Another approach is to scale back demand by making cooling systems more efficient. Newer centres have turned to liquid cooling: not only do liquids have higher thermal conductivity than air, the systems may be enhanced with more efficient fluids. Algorithms preemptively adjust the circulation of liquid through cold plates attached to processors (direct-to-chip cooling). Reuse of waste water makes such solutions seem green, although data centres proceed to face objections in locations comparable to Virginia as they compete for scarce water resources.
The DeepSeek effect: smaller is perhaps higher for some
While corporations proceed to throw large amounts of cash at capability, the event of DeepSeek in China has raised questions comparable to “do we’d like as much compute if DeepSeek can achieve it with a lot less?”.
The Chinese model is cheaper to develop and run for businesses. It was developed despite import restrictions on top-end chips from the US to China. DeepSeek is free to make use of and open source — and it’s also in a position to confirm its own considering, which makes it way more powerful as a “reasoning model” than assistants that pump out unverified answers.
Now that DeepSeek has shown the ability and efficiency of smaller models, this could add to the impetus to a rethink around capability. Not all operations need the biggest model available to attain their goals: smaller models less greedy for compute and power may be more efficient at a given job.
Dietz says: “Numerous businesses were really cautious about adopting AI because . . . before (DeepSeek) got here out, the perception was that AI was for people who had the financial means and infrastructure means.”
DeepSeek showed that users could leverage different capabilities and fine-tune models and still get “the identical, if not higher, results”, making it way more accessible to those without access to vast amounts of energy and compute.
Definitions
Training: teaching a model find out how to perform a given task.

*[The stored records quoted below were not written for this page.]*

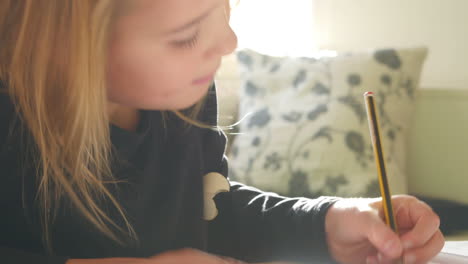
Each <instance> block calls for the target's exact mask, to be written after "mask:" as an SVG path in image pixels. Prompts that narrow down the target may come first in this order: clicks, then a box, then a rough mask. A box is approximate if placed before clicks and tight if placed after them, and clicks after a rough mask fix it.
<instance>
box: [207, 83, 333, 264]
mask: <svg viewBox="0 0 468 264" xmlns="http://www.w3.org/2000/svg"><path fill="white" fill-rule="evenodd" d="M217 112H218V109H217V102H216V89H215V88H214V87H213V88H212V89H211V90H210V93H209V94H208V98H207V100H206V105H205V111H204V113H203V120H204V121H208V122H210V124H213V123H217ZM203 142H204V143H203V145H204V147H205V148H206V151H205V153H206V154H205V158H206V164H207V166H208V170H209V171H217V172H219V173H221V174H222V175H225V176H226V177H227V175H228V162H227V158H226V157H225V155H224V152H225V147H226V136H225V135H224V133H222V132H213V131H207V132H206V134H205V137H204V139H203ZM230 185H231V190H230V192H227V193H221V194H218V195H217V196H216V197H215V202H216V206H217V208H218V211H219V214H218V216H217V217H216V218H215V219H214V220H213V221H211V222H209V223H208V249H209V251H211V252H212V253H216V254H220V255H227V256H231V257H234V258H237V259H241V260H244V261H248V262H268V261H281V260H283V261H293V262H307V263H310V262H313V263H327V262H332V261H331V258H330V256H329V252H328V247H327V241H326V236H325V216H326V213H327V211H328V209H329V208H330V206H332V205H333V204H334V202H335V201H336V200H338V198H336V197H319V198H315V199H308V198H287V197H282V196H279V195H276V194H274V193H267V192H262V191H261V190H258V189H256V188H253V187H248V186H246V185H243V184H241V183H238V182H230Z"/></svg>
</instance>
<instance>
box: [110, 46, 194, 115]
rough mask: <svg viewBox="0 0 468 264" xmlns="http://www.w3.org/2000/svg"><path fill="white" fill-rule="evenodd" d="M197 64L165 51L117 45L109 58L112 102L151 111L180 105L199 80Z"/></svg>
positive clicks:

The inference phase: the method by which an AI model can draw conclusions from recent data based on the data utilized in its training
Latency: the time delay between an AI model receiving an input and generating an output.
Edge computing: processing on a neighborhood device. This reduces latency so is crucial for systems that require a real-time response, comparable to autonomous cars, nevertheless it cannot take care of high-volume data processing.

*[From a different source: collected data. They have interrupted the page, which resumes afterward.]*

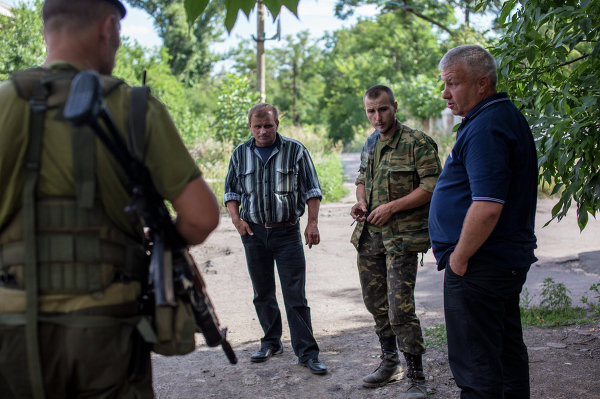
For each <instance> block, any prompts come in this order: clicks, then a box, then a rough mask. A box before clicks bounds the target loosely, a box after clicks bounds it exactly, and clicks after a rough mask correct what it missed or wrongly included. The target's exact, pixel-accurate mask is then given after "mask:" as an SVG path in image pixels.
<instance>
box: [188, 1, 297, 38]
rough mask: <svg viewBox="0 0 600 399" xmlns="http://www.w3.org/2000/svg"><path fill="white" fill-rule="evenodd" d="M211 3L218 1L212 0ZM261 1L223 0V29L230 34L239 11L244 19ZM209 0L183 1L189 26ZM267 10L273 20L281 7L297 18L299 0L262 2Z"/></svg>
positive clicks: (246, 16)
mask: <svg viewBox="0 0 600 399" xmlns="http://www.w3.org/2000/svg"><path fill="white" fill-rule="evenodd" d="M212 1H213V2H215V1H219V0H212ZM259 1H261V0H225V9H226V11H227V13H226V15H225V21H224V22H225V27H226V28H227V31H228V32H231V30H232V29H233V25H235V21H236V20H237V17H238V13H239V11H240V10H241V11H243V12H244V14H246V17H248V16H249V15H250V12H251V11H252V9H253V8H254V5H255V4H256V3H258V2H259ZM209 2H210V0H184V4H185V11H186V14H187V19H188V23H189V24H190V25H191V24H192V23H193V22H194V21H195V20H196V19H197V18H198V17H200V15H202V14H203V13H204V12H205V10H206V9H207V6H208V5H209ZM262 2H263V3H264V4H265V6H266V7H267V9H268V10H269V11H270V12H271V15H272V16H273V20H275V18H277V15H279V11H280V10H281V7H286V8H287V9H288V10H290V11H291V12H292V13H293V14H294V15H296V16H298V2H299V0H262Z"/></svg>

Hyperscalers: providers of big data centre capability comparable to Amazon’s AWS, Microsoft’s Azure, Google Cloud and Oracle Cloud. They offer off-site cloud services with every little thing from compute power and pre-built AI models through to storage and networking, either all together or on a modular basis.
AI compute: the hardware resources that run AI applications, algorithms and workloads, typically involving servers, CPUs, GPUs or other specialised chips.
Co-location: the use of knowledge centres which rent space where businesses can keep their servers.
Data residency: the placement where data is physically stored on a server.
Data sovereignty: the concept that data is subject to the laws and regulations of the land where it was gathered. Many countries have rules about how data is gathered, controlled, stored and accessed. Where the information resides is increasingly an element if a rustic feels that its security or use is perhaps in danger.